Book Review: ‘Capsule Education’

Patrick Ainley

FORTHCOMING IN HIGHER EDUCATION REVIEW

The Consumer Experience of Higher Education, The Rise of Capsule Education by Deirdre McArdle-Clinton, Continuum 978-1-4411-7919-7 (pbk), £27.99

I read this book as a treat after two week’s marking. At this point I should stop because the state of higher education in Ireland so presciently described by Deirdre McArdle-Clinton and published in 2008 has become the new order in England today, one consequence being a rigid policing of largely imaginary ‘standards’. In the competitive isolation with which English HEIs are meeting the market in tripled fees, no one must therefore bring their institution into disrepute by admitting – or exposing, as this book does – that things are not as they appear to be. So, let me quickly clarify that in agreeing with her diagnosis of the consequences of what DM-C calls Capsule Education, I am not attributing anything she says to my own institution because her diagnosis applies to all HEIs and, indeed, and perhaps even more presciently, to schools and colleges also.

Just yesterday, for instance, I met a Cambridge University tutor who told me she instructs her tutees in the correct use of apostrophes. Perhaps it does not matter that undergraduate essays are randomly sprinkled with apostrophes and that, as every marker sees, students rarely spell, punctuate or paragraph properly and often have only a shaky grasp of grammar. For McArdle-Clinton, these are symptoms that result from not reading, or, rather, from reading only ‘bits’ from the internet cut and pasted together with inevitable plagiarism. Despite the widely recognized need for a foundation year to sort this all out, especially in subjects necessitating the understanding and application of mathematics, leave alone to induct students into an academic culture that has not (yet) completely abandoned its struggle to survive, and to give students – and often staff – time to read, the delusions of Vice-Chancellors, exam boards and recent governments in ever rising standards are sustained. Critics are derided by e-enthusiasts as grumpy, old and soon-to-be-retired under-raters of all the ‘experiences’ students/customers are consuming on-line; or denounced as elitists seeking to revert to minority HE. Meanwhile, students remove themselves from any meaningful involvement in an education become increasingly instrumental: ‘Let’s pretend like I give a shit!’ as a student T-shirt proclaims. Staff participate in the charade and at worst share the illusions in the simulacrum of quality they maintain, pandering to parents ‘less concerned with what their children learn than with the certificate and what they will earn’ (p.48).

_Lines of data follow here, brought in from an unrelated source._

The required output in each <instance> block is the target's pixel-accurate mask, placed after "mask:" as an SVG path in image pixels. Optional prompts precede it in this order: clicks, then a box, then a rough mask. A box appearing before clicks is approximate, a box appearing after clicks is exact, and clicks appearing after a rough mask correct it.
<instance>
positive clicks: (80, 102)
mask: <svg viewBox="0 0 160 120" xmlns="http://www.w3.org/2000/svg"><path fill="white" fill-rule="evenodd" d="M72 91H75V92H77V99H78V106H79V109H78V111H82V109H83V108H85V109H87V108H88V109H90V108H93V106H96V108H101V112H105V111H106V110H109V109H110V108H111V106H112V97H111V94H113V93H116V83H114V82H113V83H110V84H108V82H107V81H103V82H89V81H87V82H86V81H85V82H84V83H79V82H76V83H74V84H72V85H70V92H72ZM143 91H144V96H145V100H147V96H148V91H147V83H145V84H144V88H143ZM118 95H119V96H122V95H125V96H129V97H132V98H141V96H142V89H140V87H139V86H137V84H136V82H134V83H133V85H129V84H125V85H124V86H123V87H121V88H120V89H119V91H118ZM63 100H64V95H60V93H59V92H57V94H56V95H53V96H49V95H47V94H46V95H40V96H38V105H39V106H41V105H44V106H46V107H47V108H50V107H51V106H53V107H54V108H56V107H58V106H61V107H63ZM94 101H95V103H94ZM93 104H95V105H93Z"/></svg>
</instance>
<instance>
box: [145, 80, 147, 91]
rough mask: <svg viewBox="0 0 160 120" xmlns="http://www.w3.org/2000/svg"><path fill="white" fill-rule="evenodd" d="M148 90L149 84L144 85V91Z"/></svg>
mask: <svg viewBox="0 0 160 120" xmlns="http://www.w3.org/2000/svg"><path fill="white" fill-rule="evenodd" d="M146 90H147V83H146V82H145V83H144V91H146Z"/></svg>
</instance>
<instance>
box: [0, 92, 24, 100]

Deirde McArdle-Clinton punctures this pretense. Hers is a general cultural critique, sparked by the observation of pre-packaged potatoes in a supermarket ‘presented for sale in capsule form’. Like medicine ‘absorbed without the distress or effort of chewing or tasting’ (p.2), learning is sugar-coated and drip-fed fed to customers/students through notes instead of books. ‘This realization was the beginning a journey from potatoes to postmodernism.’ (p.1) While blaming neo-relativist twaddle for this descent into the ubiquitous irony of the new postmodern orthodoxy, what McArdle-Clinton describes is an outcome of commodification for which she offers no historical account but which in England is about to take a great leap forward with Students at the heart of the system. Nor does she provide evidence for it beyond unspecified surveys of staff and students, undertaken for this revamped PhD and anonymised for probably the same precautionary reasons indicated above. This does not matter!! The book will provoke the same strong reactions as in this reviewer so that, before it is too late and new and younger dispensers of capsule education, graduate through a system they accept as normal, or with which they have no opportunity but to comply in desperate economic times, those who can still understand will endorse the recommendation with which the book closes by calling for a national commission on Irish higher education.

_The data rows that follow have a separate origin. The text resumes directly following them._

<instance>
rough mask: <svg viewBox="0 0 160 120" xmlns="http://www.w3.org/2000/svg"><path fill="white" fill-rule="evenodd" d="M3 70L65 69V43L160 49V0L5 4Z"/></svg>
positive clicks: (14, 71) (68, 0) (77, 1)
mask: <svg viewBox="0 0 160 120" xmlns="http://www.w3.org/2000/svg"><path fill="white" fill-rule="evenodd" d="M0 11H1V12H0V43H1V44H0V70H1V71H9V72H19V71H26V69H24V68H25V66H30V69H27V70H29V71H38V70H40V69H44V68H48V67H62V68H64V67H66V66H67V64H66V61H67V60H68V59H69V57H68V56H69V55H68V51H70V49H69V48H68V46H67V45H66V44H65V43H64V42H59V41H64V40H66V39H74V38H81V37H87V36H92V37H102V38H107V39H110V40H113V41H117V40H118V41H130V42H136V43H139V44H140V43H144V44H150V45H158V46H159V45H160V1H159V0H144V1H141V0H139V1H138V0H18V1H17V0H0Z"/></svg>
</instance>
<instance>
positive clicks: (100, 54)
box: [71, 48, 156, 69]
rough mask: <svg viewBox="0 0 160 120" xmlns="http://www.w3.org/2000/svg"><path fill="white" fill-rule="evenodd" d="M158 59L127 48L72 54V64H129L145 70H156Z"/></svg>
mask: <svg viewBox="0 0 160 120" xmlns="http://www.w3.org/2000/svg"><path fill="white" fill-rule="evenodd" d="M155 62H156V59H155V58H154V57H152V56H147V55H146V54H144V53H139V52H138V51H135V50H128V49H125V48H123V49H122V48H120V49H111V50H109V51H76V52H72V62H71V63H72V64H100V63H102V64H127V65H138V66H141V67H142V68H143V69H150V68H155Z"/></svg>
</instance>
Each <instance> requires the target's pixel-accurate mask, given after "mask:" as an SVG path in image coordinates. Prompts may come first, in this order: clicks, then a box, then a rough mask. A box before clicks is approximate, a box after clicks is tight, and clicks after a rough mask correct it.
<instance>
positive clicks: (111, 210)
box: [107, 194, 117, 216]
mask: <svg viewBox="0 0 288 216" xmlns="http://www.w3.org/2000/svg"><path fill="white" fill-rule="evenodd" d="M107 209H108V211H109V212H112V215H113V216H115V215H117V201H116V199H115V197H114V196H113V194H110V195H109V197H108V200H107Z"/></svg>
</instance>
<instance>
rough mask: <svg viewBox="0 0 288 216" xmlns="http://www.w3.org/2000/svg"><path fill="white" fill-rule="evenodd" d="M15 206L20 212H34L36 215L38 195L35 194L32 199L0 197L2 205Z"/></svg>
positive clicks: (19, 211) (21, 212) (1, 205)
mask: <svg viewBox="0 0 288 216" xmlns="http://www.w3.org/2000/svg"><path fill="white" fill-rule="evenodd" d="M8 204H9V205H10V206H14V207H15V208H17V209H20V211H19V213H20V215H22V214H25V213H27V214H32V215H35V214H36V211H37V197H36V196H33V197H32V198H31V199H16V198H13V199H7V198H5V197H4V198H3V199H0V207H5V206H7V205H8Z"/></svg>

Given all the other problems facing Ireland, this is unlikely to happen; or make much difference if it did. However, there are similar calls in England for an independent inquiry into – hopefully – the whole of education from postgraduate to primary schools. Perhaps especially in the latter, synthetic phonics exemplifies ‘capsule education’ and will have the same predictably disastrous consequence of constricting the ability to make meaning by making connections, imposing instead a tyranny of transparency that explains to students/customers/consumers exactly what they have to do so as to turn their outcomes into quantifiable and thereby comparable commodities for audit and sale. This behavioral training effectively dumbs down learning to reduce rather than raise the standards it claims to save. Teachers and students can use the critique this book presents against the current knee-jerk reaction to traditional rote-crammed academicism.